El fútbol, como el mundo, es un pañuelo. Caprichoso, impredecible. Lo fue con la abrupta salida de Messi cuando el aficionado culé esperaba ansioso el anuncio de su renovación. Y lo ha vuelto a ser en este frenético final de mercado. Antoine Griezmann, que debía abanderar el nuevo Barça sin el astro argentino, ha seguido el mismo camino de Leo. En lugar de París, el francés pone rumbo a Madrid. Vuelve al lugar donde explotó como jugador para reencontrarse consigo mismo después de un fallido erasmus en Barcelona. La experiencia no ha salido como estaba prevista.
El agónico traspaso de Antoine a última hora resume perfectamente su paso por el Barça: Rápido, amargo, con esa sensación de que sí pero no. Hay un acuerdo con el Atlético, pero llegan las doce de la noche y no se oficializa nada. Se queda. Pero no, el papeleo llegó a tiempo. Se va. En el terreno de juego la sensación era parecida. Juega mal, no encaja. La semana siguiente hace un buen partido, hay que confiar en él. Y así constantemente. Una rueda que gira y gira eternamente.
Hasta que la junta directiva ha dicho basta. Seguramente la situación económica del club ha tenido una fuerte influencia en su salida, pero Griezmann abandona el Barça con impotencia, con resquemor, con cierto aroma a fracaso. Porque ha dejado destellos de su altísima calidad, ha marcado goles y ha sido importante, pero nunca ha conseguido llegar al cénit, a su punto más álgido. No ha podido ofrecer todo su fútbol, y esa frustración debe corroerle por dentro. Vino para comer en la mesa de Messi y se va sin ni siquiera haber podido sentarse.
Anfield hizo daño, abrió una herida enorme que sigue sin cicatrizar. Bartomeu, en lugar de limpiar y curar el corte, optó por aplicar un torniquete chapucero que tenía todas las papeletas de terminar mal. Había que tomar decisiones, aunque fueran dolorosas. Cambiar de ciclo, sacar jugadores que ya habían terminado una etapa. Pero lo fácil fue sacar el talonario.
Sin embargo, el problema no fue fichar a Griezmann, sino que el Barça nunca entendió al jugador. Se le fichó por nombre, por tener un cromo más en el álbum, pero no se estudió su encaje.
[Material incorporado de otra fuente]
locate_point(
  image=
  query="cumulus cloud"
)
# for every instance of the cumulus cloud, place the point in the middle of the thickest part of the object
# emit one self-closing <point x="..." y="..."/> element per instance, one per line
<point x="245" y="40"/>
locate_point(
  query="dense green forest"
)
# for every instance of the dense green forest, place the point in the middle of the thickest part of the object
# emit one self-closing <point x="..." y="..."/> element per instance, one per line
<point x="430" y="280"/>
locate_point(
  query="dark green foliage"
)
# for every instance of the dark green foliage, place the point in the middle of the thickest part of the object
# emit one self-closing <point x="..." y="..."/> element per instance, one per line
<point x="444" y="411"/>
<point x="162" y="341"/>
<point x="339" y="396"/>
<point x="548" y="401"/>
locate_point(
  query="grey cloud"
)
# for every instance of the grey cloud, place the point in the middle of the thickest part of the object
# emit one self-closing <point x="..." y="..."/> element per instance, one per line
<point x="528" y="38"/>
Sus virtudes, al lado de un Messi que lo acaparaba todo y un Suárez cada vez más mermado a nivel físico, quedaban limitadas. Debía reinventarse, aprender a jugar de nuevo. Sus posibilidades de brillar eran remotas, pero se le trajo igual.
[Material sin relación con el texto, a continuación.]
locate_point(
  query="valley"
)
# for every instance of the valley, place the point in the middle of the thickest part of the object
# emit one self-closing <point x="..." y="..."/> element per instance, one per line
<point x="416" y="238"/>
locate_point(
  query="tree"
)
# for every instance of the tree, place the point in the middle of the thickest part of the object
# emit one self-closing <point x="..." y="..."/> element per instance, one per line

El confeti que lanzó al cielo en su primer partido en el Camp Nou, una celebración que debía anticipar grandes noches de gloria, se esfumó. Quiso asentarse en el cielo, pero pasó la mayor parte del tiempo cerca del precipicio hacia el infierno. Ni Valverde, ni Setién ni Koeman consiguieron exprimir todo el jugo de Antoine. Ronald ha sido quién lo ha devuelto a un buen nivel y sacarle su mejor versión, pero muy lejos del nivel que lo dejó dos veces con la miel en los labios para ganar el Balón de Oro.
Barça y Griezmann separan sus caminos. Seguramente nunca deberían haberse cruzado. Ha sido una unión mala para las dos partes, ya ambos han salido perdiendo. Lo que empieza mal no suele terminar bien, y el famoso documental fue, sin saberlo, la pala que empezó a cavar la tumba de Antoine en Barcelona. Ahora, con el Cholo, quiere volver a vivir. A disfrutar. Recuperar el tiempo perdido. Y el mejor método es retomar aquello que ya funcionó. Dicen que segundas partes nunca fueron buenas, pero Griezmann no está dispuesto a volver a hundirse en el lodo. Necesita redimirse y volver a bañarse en confeti. El tiempo dirá.